Convolutional Neural Networks: Analysis and Practice

Introduction

When I first started learning neural networks, I felt lost. I searched a lot of online materials, and many articles promised quick overviews like "understand convolutional neural networks in one article" or "build your own neural network framework in three minutes." Reading too many of those led to long study time without real progress.

After exploring on my own, I gradually understood how convolutional neural networks, or CNNs, actually work. CNNs are widely applied to tasks such as object segmentation, style transfer, and automatic coloring, but fundamentally a CNN serves as a feature extractor. Those applications are built on top of the features extracted by a CNN.

This article skips the biological neuron analogy and starts directly from simple examples.

A Simple Example: Classifying X and O

Suppose we want a computer to recognize whether an image contains the letter X or the letter O. Humans can tell at a glance, but a computer needs examples. We label images with a label, for example Label = X, to tell the computer that a given image represents X.

Not all Xs look the same, so the computer may not recognize a new X it has not seen before. This is the familiar machine learning issue of underfitting.

To handle variations, the CNN must learn how to extract the defining features of images that represent X.

Images and Local Matching

Images are stored as pixel values. Comparing two images pixel-by-pixel is inefficient and brittle, so we use local matching methods commonly called patch matching.
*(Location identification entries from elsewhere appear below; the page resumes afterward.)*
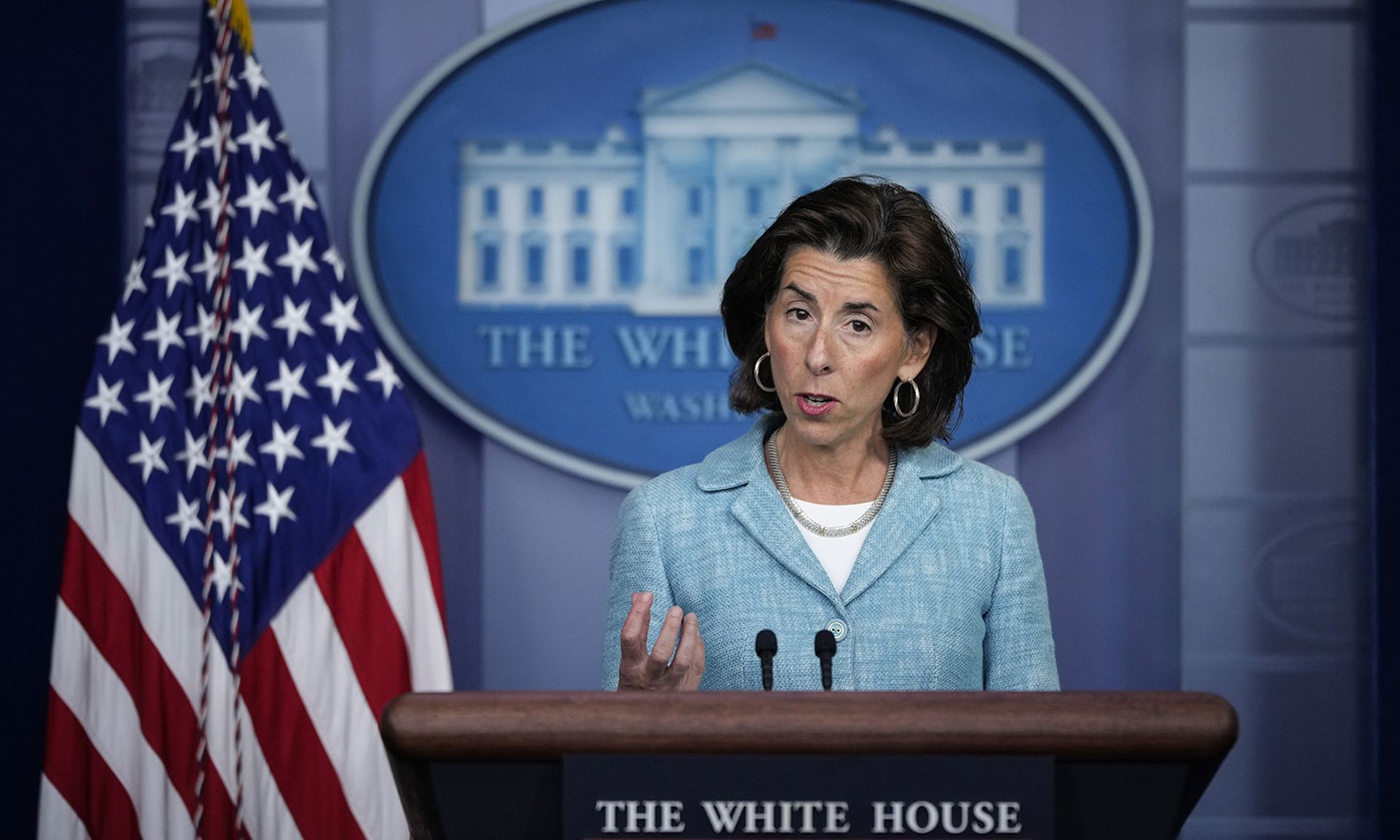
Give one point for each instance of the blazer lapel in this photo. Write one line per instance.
(761, 510)
(909, 508)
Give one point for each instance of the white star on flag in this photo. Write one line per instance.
(298, 195)
(295, 321)
(188, 144)
(182, 208)
(193, 455)
(283, 444)
(173, 272)
(223, 576)
(118, 338)
(255, 198)
(298, 258)
(187, 518)
(342, 316)
(332, 258)
(289, 383)
(238, 450)
(241, 388)
(158, 394)
(133, 279)
(252, 263)
(276, 508)
(248, 327)
(384, 374)
(332, 438)
(106, 400)
(164, 333)
(336, 378)
(149, 456)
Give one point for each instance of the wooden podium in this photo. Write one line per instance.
(1127, 763)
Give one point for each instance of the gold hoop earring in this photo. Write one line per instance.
(895, 398)
(758, 380)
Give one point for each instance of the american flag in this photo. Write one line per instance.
(252, 566)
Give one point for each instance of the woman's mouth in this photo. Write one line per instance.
(815, 405)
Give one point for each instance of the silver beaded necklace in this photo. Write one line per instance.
(770, 453)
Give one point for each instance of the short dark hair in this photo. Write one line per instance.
(866, 217)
Observing two X images, despite pixel differences they can share local structural similarities. In both images, three identically colored regions might have the same local structure. Instead of matching all pixels globally, we can match locally.

For example, to locate a face in a photo, you could tell the CNN what eyes, nose, and mouth look like, then search the image for those three features. Likewise, from a prototypical X image we can extract three features.

These features are also called filters or convolution kernels in CNNs, typically 3x3 or 5x5 in size. This is where the term convolution appears in the name convolutional neural network.

Note: the convolution used informally in CNNs is not the same as the convolution operation from signal processing in the mathematical sense. The practical sliding-window operation used in many CNN implementations is closer to cross-correlation than to the classical integral convolution in calculus.

Computing a Local Response

The basic local operation is element-wise multiplication followed by aggregation. Take a filter and align it with a same-size window in the image, multiply corresponding elements, and record the results. For a 3x3 filter and a 3x3 window, multiply each of the nine corresponding pairs and collect the nine products.

Next, aggregate those values. In the simple example described here, we take the mean of the nine products. The aggregated value is placed into a new image at the corresponding location. Repeating this process over all window positions produces a feature map.

Why does the window move? The window, or receptive field, slides across the image. The stride determines how far the window moves each step. For stride = 1, the window moves by one pixel. For stride = 2, it moves by two pixels. After reaching the right edge, the window returns to the left and moves down to the next row.

After computing responses for all positions, the resulting feature map represents how well each image location matches that filter. Values closer to 1 indicate strong positive match, values closer to -1 indicate strong negative match, and values near 0 indicate little or no correlation. Each filter produces one feature map, so using three filters on an X image yields three feature maps.

Nonlinear Activation Layer

The convolution layer produces a set of linear responses. A nonlinear activation layer applies a nonlinear function to those responses. A commonly used activation is the Rectified Linear Unit, or ReLU, defined as:

f(x) = max(0, x)

ReLU keeps values greater than or equal to zero and sets negative values to zero. Since values close to 1 indicate a good match and values close to -1 indicate a mismatch, applying ReLU discards negative responses and helps concentrate on positively correlated features.

Pooling Layer

Even after convolution, feature maps can still be large, especially when training on tens of thousands of images. Pooling reduces the spatial size of feature maps. The two common pooling types are max pooling and average pooling. Max pooling selects the maximum value within each pooling window, while average pooling takes the average.

For example, with a 2x2 pooling window, max pooling selects the largest value in each 2x2 block and uses that to build a downsampled feature map. The window then slides according to the pooling stride. Pooling reduces data size while preserving the strongest local responses, which helps make detection less sensitive to precise location within the window.

Basic CNN Configuration

The basic CNN building blocks are convolution layers, ReLU activation layers, and pooling layers. These layers are often stacked: the output of one layer becomes the input to the next. More layers can be added to form deeper networks for more complex tasks.

The final fully connected layers, along with training and optimization methods, will be discussed in a follow-up article.